Let me preface this a bit – I work at a law school. Unlike most other groups at a university, where the laptop ownership rate might be very high but the “actually carry laptop to class” rate might be quite a bit lower, just about every law student owns a laptop, and uses it in class.
Also, first year classes (1L) are almost always large, lecture-style sessions. Even the faculty that are most steeped in the socratic method, calling out students randomly, can ask any one student a question only so often when there might be 80 students in a room (that’s about what our 1L classes are like). So a student has to know his or her stuff, but the opportunity to drift off now and then over a 1.5 hour class is non-trivial.
Therefore, the question of laptops in classrooms is rather magnified for law classes, and is a touchy subject at times with law faculty. Basically, the concern is that students are surfing the web and, depending on how broad one wishes to draw the lines, simply tempted to distraction via the web. The temptation alone is too much. There has been much subjective opinion that generally argues that laptops and web access is bad. There has been a bit of anecdotal commentary about how laptops might be better than they are worse. And there have been two recent articles about how, at the least, the advantages outweigh the disadvantages. You’ll find my blog entries with links to the articles here and here.
Many faculty at several law schools have asked their respective technology groups about blocking internet access during class. The gist is that it’s controversial.
Yesterday, a 1L came to me with a rather interesting idea. Basically, some way of either blocking internet access during class via a “blacklist”-style system based on who is enrolled in what class and when that class meets or allowing access but monitoring what students are doing.
Please read on – this post is getting a bit long for the front page, but please read on…
The intriguing part of this idea is that it’s actually very feasible. Blocking a wireless signal from getting into a room is extremely difficult if not impossible. The signal will leak in, someone will get on, and even just setting up a system for turning the closest access points on and off would be tough. In theory, this blacklist method would work by utilizing a user’s hardware address – each network device has a unique one. Machines are already put into a little “fake” web space where a user has to authenticate onto the network. At that point, the system could compare the hardware address with a student ID. Then look up that student ID against our class roster database, and either grant or deny access.
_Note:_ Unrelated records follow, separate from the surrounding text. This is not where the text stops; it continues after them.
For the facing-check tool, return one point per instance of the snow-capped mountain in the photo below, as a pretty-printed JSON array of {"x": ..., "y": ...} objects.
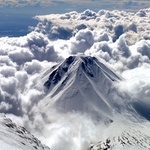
[
  {"x": 84, "y": 84},
  {"x": 81, "y": 84},
  {"x": 17, "y": 138}
]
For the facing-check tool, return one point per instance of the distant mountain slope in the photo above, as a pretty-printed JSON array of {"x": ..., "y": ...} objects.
[{"x": 17, "y": 138}]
An alternative format would be to go through all of that verification and identification scheme, but allow access and then monitor activity. Did the student go to Facebook? Do much IM traffic? Etc.
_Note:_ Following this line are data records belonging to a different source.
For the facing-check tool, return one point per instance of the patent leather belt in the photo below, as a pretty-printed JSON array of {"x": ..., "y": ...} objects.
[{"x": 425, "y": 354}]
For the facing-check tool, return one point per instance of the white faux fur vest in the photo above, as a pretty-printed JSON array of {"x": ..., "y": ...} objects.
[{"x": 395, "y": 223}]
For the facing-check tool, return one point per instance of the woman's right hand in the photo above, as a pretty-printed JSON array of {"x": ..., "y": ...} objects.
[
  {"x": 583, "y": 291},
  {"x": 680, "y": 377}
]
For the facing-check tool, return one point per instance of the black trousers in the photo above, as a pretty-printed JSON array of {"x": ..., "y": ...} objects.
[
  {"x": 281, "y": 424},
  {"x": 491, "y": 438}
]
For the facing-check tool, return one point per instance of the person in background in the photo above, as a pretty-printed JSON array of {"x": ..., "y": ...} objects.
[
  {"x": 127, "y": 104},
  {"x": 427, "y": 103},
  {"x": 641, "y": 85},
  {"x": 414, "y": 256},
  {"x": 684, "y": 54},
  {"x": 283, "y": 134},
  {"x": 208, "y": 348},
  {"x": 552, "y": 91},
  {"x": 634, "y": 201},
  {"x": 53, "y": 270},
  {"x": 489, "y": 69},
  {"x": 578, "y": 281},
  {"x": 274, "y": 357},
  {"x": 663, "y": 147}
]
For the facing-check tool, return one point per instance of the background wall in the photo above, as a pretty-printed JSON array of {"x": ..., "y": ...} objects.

Both would be opt-in by the faculty. We would not do this across the board (that’s the proposal by the student with whom I was speaking).
The first model is actually relatively palatable to me (note that palatable is different than appealing. I’m not sure any scenario in which we could turn off internet access is a good one to offer). One perspective is that students should not have distractions during class. However, I don’t think it’s the real benefit. As law students graduate and move into their professional lives, they will be in situations where they are expected to provide undivided attention in a formal environment. Admittedly, a classroom is not “formal” when compared to meeting a client at a firm. But it’s a place where a student could be reasonably expected to pay full attention. Also, while there would be an outcry, turning off access is very different than monitoring activity.
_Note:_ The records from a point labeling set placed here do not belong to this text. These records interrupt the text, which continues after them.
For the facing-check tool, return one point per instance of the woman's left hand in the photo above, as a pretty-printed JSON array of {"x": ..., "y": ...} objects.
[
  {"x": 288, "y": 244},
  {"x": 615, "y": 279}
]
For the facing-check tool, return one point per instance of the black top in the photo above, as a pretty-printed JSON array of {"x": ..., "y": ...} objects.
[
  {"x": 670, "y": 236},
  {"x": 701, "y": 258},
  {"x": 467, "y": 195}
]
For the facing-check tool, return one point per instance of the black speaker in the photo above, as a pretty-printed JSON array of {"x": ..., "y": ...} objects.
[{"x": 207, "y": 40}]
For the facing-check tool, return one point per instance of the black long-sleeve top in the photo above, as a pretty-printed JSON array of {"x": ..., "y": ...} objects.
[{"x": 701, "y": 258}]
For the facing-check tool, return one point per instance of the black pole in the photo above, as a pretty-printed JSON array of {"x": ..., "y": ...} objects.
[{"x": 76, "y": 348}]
The second option is a bit scary. The argument is that faculty could see which students, specifically (so the students are identified in some kind of report) are doing what. They could then let the student know that they are aware of it and feel that it might be detrimental to his or her grade. Or perhaps make a general announcement to the entire class that there has been a lot more traffic to Facebook or whatever than there should be (defining “should” would be a nightmare for my department, by the way).
The benefit of this second scenario, in the eyes of the 1L with whom I was speaking, is that this forces students to self-monitor. Even before getting a warning, just knowing that there is some tracking will make them think about why they do this or whether to look up some reference online. This is even more relevant to their professional careers, as that is exactly what they would have to do. They would be in a meeting, perhaps as a new associate that is one of several in that meeting, and have to discipline themselves to not go online and mess around and give full attention to the client. Also, in theory, the firm might track their internet use anyway.
My theory is that this would be abused by the faculty (and that students would come with flaming torches to my office). Every faculty member would start using it and at even a single use of Facebook in class would start deducting participation points without even warning the students first. Maybe this wouldn’t happen right away. Maybe faculty could be convinced to use it more judiciously and interactively. But I feel that there is too much room for abuse.
And, of course, while the 1L might be right and it could be great…what if my admittedly pessimistic view turns out to be true? Isn’t the possibility of my being right far scarier? Perhaps enough to not even consider that option? But what if that option springs forth from the proposal to do a “simple” blacklist control system?
Note that neither scenario prevents students from going out and getting broadband cards or anything like that. But if they want to go that route, then more power to them. Also note that I’m not advocating for this in general – I’d much rather work on students self-monitoring even in a completely open environment and faculty learning to work with a laptop-heavy class environment. But it was an interesting conversation.